Comments in assembler files for some architectures are indexed as identifiers

bootlin / elixir

The Elixir Cross Referencer

GNU Affero General Public License v3.0

973 stars 144 forks source link

Comments in assembler files for some architectures are indexed as identifiers #291

Open fstachura opened 3 months ago

fstachura commented 3 months ago

See for example: https://elixir.bootlin.com/linux/latest/source/arch/arc/kernel/head.S#L25 https://elixir.bootlin.com/linux/latest/source/arch/sh/kernel/entry-common.S#L8 https://elixir.bootlin.com/linux/latest/source/arch/arm/kernel/entry-common.S#L43 (end of the line, after @)

This is likely due to the fact, that different architectures have different comment syntax in GNU Assembler. https://en.wikipedia.org/wiki/GNU_Assembler

tleb commented 3 months ago

Do you have any idea to address this? The indexer must be able, just from the file content and its filepath, to determine how parsing should be done. That sounds hard, or project specific.

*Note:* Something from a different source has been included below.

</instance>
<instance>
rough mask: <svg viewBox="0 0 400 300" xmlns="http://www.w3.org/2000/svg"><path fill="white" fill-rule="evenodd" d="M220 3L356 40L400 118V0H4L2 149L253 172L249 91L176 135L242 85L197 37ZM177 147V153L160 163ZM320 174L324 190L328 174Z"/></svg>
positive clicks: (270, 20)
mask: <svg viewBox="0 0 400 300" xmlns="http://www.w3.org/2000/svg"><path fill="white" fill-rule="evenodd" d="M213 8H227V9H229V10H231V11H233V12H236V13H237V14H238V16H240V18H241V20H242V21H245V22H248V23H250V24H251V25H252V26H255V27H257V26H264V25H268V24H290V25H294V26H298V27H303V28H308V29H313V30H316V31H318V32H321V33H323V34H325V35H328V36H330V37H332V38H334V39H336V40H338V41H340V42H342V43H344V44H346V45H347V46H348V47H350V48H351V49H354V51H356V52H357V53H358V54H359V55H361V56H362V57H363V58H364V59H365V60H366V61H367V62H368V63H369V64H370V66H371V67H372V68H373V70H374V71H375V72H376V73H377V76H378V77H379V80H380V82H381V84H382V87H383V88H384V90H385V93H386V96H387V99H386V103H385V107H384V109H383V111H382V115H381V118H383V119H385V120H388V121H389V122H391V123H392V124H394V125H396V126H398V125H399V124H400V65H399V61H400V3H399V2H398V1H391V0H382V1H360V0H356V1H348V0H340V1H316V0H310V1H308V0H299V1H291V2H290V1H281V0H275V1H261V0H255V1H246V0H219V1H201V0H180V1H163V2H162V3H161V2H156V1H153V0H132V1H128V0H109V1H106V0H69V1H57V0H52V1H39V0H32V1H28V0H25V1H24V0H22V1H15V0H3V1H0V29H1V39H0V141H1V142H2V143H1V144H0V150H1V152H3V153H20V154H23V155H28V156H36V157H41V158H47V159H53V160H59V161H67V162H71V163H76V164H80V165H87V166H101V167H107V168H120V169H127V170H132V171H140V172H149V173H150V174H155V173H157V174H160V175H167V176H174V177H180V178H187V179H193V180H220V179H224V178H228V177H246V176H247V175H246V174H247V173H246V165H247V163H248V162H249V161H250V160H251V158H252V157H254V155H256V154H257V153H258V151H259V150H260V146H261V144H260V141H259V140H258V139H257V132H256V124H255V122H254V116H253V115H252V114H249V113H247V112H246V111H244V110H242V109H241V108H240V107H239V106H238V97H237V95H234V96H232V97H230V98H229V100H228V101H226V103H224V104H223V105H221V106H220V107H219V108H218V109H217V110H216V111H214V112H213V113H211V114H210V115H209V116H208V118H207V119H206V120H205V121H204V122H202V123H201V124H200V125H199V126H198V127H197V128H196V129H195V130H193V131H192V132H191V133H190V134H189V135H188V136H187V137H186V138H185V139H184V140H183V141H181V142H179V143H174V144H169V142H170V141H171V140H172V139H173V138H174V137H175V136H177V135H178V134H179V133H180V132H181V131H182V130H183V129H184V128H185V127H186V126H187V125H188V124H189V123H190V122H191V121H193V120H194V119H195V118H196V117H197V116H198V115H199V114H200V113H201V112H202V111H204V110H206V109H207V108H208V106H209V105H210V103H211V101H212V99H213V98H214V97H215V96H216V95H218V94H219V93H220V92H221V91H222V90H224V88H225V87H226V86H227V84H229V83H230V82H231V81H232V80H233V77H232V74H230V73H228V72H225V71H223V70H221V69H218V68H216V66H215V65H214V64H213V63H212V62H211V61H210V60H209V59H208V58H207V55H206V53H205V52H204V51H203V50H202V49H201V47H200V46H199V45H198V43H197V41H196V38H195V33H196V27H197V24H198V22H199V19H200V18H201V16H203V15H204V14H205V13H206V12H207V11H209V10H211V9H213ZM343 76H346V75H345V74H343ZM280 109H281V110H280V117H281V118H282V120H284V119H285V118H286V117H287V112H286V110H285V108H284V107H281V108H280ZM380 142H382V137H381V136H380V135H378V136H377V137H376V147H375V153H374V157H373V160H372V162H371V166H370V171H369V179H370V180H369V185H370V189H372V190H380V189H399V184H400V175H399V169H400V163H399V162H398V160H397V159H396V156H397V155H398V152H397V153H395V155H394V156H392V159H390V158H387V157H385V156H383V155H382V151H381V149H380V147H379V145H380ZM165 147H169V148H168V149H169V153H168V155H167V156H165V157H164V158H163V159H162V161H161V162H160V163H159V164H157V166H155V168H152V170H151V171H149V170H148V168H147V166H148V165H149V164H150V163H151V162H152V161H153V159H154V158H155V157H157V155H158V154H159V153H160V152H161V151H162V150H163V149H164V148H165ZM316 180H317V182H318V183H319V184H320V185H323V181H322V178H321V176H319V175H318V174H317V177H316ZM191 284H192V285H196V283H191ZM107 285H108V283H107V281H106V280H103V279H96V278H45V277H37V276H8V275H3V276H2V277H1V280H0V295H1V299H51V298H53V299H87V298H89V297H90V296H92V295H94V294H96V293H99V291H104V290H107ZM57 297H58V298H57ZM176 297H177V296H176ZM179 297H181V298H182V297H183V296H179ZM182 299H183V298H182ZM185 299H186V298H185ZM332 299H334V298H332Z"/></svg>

fstachura commented 3 months ago

I don't see any good way to detect architecture from the assembler file alone, I think this would have to be fixed in a different way for every project. Another problem is that most assembler files in Linux codebase are in arch/, however, some are not. See https://elixir.bootlin.com/linux/latest/source/drivers/memory/ti-emif-sram-pm.S

tleb commented 3 months ago

OK, last solution would be to make the general parsing we do be more generic to other assembly language files. For example (^|\s)!\s being the start of a line comment seems pretty safe from a quick grep. Same for ;.

We wouldn't want to have each project definition having to define parsing of assembly files. That's too complex for little benefits.

This sounds low priority to me though.